Research Project: SoyBase and the Legume Clade Database

Location: Corn Insects and Crop Genetics Research

2015 Annual Report

1a. Objectives (from AD-416):
Objective 1: Support stewardship of soybean and other major reference legume genetic, genomic, and phenotypic datasets. Sub-objective 1.A Develop and deploy infrastructure to support both the current reference soybean genome sequence, improved versions of that sequence, and new re-sequenced soybean genomes and haplotype data.
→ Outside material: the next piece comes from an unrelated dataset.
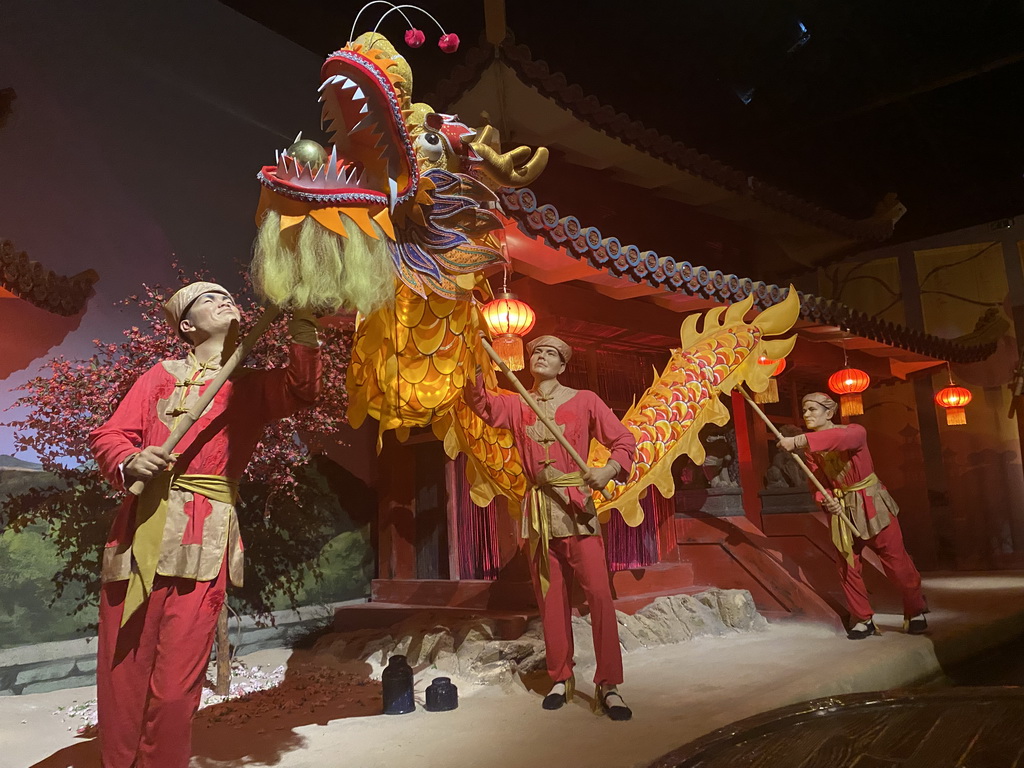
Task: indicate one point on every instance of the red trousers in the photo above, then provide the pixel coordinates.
(898, 566)
(583, 556)
(150, 674)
Sub-objective 1.B Develop processes and tools to provide access to soybean gene model structural and functional annotations as these are revised over time. Sub-objective 1.C Provide standardized access to reference genome and affiliated sequences for the major crop and model legume species. Sub-objective 1.D Curate high-quality soybean datasets created by the community at large. These may include expression, mutant, phenotype, epigenetic, haplotype, small-RNA, QTL, and other data types. Sub-objective 1.E Maintain infrastructure to enable acquisition, storage, and community access to major public data sets for various legume species. Objective 2: Cooperate with other database developers and plant researchers to develop gene and trait ontologies and open, standardized data exchange mechanisms to enhance database interoperability. Objective 3: Provide community support and research coordination services for the research and breeding communities for soybean and other legumes. Expand outreach activities through workshops, web-based tutorials, and other communications. Objective 4: Facilitate the use of genomic and genetic data, information, and tools for germplasm improvement, thus empowering ARS scientists and partners to use a new generation of computational tools and resources.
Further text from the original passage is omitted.